For some time, Americans have heard all about the evils of Big Tech — companies like Facebook, Google and Twitter that have played dominant roles in the internet’s ability to pick and choose who gets to spread truths and falsehoods.
But now, with the news that Tesla and SpaceX pioneer Elon Musk is buying Twitter, everyone is supposed to believe that things are going to be a lot better with the world’s richest man — Mr. Very Big Tech — in charge of the company?
Conservatives have complained that Twitter and Facebook have unfairly censored more of their opinions than those of liberals. Their thinking is that Musk, a libertarian who says he strongly supports free speech, will restore a better balance of opinion to Twitter.
We shall see, although it’s pretty easy to predict that if Twitter relaxes its commentary policing too much, the inevitable result will be more falsehoods, slimy innuendo and slanderous posts disguised as legitimate opinions.
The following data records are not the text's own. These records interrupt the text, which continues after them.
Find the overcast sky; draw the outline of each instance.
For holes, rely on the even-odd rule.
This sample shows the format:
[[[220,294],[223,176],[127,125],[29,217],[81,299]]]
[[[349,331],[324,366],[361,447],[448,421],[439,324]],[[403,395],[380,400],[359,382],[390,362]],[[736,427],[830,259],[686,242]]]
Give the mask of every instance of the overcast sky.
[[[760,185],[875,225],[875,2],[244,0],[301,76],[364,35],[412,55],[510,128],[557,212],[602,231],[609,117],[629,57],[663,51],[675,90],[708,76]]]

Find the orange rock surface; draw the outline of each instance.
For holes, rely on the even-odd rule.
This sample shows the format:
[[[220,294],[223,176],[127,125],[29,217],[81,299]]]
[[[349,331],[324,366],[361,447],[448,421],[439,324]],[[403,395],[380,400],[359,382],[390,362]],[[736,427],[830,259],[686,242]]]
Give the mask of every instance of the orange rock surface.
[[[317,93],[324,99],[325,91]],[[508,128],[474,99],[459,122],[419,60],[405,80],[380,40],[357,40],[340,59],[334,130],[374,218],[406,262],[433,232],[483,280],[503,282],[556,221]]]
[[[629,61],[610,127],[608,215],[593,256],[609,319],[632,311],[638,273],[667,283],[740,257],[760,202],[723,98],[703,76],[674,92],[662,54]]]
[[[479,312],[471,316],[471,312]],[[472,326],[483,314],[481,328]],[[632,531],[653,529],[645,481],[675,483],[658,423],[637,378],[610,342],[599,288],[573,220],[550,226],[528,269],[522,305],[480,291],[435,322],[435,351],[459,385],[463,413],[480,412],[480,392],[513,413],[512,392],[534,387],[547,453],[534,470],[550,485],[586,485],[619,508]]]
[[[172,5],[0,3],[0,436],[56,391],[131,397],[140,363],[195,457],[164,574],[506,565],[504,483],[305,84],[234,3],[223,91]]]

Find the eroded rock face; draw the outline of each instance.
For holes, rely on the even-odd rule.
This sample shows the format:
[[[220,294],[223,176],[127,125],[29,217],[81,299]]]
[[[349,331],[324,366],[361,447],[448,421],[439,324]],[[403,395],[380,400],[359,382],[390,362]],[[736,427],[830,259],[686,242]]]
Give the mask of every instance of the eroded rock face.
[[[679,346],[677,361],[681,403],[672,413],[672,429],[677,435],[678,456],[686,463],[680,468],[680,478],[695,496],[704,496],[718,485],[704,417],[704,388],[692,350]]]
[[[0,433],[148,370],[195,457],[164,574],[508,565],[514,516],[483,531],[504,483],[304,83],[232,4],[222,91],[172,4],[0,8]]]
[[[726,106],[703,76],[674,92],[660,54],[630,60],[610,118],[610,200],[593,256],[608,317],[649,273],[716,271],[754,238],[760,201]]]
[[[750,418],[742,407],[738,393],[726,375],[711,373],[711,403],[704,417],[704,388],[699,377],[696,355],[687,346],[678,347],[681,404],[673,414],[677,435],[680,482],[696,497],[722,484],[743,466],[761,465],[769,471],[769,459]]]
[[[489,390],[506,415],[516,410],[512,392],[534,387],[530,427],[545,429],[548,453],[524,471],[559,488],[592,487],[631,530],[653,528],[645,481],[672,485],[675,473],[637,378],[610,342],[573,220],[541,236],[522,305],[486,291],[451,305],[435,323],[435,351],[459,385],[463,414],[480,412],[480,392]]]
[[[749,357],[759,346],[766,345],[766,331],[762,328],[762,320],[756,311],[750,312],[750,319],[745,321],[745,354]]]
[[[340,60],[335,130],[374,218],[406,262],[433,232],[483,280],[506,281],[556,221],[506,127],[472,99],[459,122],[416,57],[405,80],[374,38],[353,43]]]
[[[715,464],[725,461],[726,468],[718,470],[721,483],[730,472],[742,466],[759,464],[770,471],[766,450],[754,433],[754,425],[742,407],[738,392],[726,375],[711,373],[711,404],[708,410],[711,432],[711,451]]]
Those are proven by-products of social media.
What conservatives, liberals and anyone who thinks social media has gone too far ought to seek is a change in federal law to hold these websites to the same level of accountability as other publishers, such as newspapers, radio stations and television channels.
Right now, website companies are largely exempt from liability for what they allow others to say. Over time, this has encouraged ever more outrageous commentary and allegations, to which human nature tends to pay attention.
This is all because of Section 230 of the Communications Decency Act of 1996. It specifically says that an interactive computer service — such as a popular social media website — cannot be considered the publisher of information on its site if someone else provided the information.
The idea was to allow websites to grow during the internet’s earliest years without facing a slew of lawsuits. Well, mission accomplished — but that success came with a price.
Does anyone seriously think Tesla should not be legally liable if its electric cars start catching fire with people inside them? Should SpaceX be liable if one of its ships crashes into a residential neighborhood? Of course they should — yet internet companies have no responsibility or liability for the damage their products allow some of their users to cause.
The world and the internet would be a better place if sites like Facebook and Twitter had to be more careful about what they allowed online. Since online companies have proven themselves to be masters of innovation, it’s ridiculous to argue they can’t figure out a way to do this.
Big Tech opposed changes to the law before Elon Musk got involved. Now that he owns one of the internet’s most prominent names, he also is sure to defend the publishing exemption. To do otherwise — to allow any serious limits on the over-the-top opinions, allegations and conspiracy theories — would be bad for business when the internet has proven there’s quite a market for it, no matter who gets hurt.